In 2019, Shuraa founded Shuraa Tax, a new division offering accounting, tax, auditing, and corporate finance services, and in November of that year featured in the UK Embassy's "UAE 2019: Accelerating Tomorrow" magazine. In 2020, Shahid Rather was appointed Managing Partner, under whose leadership revenue grew fourfold and regional hubs opened in London and Amsterdam. The group launched Shuraa Education in Delhi in 2023 to provide international student counselling and visa assistance.

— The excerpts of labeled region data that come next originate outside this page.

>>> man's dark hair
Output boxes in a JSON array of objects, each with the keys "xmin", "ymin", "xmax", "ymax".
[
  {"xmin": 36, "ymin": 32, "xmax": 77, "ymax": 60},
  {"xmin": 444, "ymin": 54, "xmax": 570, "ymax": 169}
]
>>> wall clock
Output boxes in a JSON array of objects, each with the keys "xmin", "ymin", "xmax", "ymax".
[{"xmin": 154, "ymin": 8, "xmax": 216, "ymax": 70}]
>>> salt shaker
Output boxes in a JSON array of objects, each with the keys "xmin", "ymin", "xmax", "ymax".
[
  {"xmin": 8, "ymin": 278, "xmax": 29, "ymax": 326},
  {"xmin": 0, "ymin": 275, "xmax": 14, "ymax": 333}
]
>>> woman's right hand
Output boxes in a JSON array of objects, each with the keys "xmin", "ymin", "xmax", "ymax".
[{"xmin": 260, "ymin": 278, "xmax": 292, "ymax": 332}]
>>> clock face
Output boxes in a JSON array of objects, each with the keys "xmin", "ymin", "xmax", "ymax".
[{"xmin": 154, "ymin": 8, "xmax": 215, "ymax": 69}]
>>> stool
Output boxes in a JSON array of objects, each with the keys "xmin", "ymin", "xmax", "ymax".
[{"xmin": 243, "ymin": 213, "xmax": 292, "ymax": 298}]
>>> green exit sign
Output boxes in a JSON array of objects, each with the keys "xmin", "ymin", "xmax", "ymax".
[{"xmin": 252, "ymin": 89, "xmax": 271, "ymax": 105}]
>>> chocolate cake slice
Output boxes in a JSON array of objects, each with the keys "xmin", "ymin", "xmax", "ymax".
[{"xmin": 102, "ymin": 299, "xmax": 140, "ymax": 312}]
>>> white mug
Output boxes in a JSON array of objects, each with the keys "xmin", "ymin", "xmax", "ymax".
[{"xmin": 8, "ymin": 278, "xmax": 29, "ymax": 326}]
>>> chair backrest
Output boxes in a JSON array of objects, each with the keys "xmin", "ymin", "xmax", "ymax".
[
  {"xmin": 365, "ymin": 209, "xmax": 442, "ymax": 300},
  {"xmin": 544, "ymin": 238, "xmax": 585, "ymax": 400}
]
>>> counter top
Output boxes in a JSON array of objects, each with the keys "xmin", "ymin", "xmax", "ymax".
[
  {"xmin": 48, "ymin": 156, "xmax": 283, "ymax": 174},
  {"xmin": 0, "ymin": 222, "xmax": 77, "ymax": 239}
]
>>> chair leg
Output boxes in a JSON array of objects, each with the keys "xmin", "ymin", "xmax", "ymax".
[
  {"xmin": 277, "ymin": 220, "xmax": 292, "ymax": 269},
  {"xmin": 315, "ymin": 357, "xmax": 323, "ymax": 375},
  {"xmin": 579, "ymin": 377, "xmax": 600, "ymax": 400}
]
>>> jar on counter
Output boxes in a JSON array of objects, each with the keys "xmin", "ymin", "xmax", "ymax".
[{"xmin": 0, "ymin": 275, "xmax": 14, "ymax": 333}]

On 26 December 2023, Shuraa established its 4,000th company in Dubai.  In 2025, it diversified into health and wellness with the opening of Amara Aesthetics Studio under Shuraa Medical Center in Dubai.

== Services ==
Shuraa provides a full suite of business services in the UAE and internationally. Its company formation and licensing offerings include mainland, free zone, and offshore setups, trade-name reservation, legal-structure advisory, and licence procurement. The firm's visa and PRO services cover investor, partner, employee, and Golden Visas, as well as Emirates ID processing and government liaison. Financial and compliance services encompass bank account setup, VAT and corporate tax assistance, bookkeeping, audits, and AML compliance. Additionally, Shuraa offers value‑added services such as local sponsorship, investor‑rights contracts, intellectual property filing, recruitment, marketing, branding, and corporate restructuring.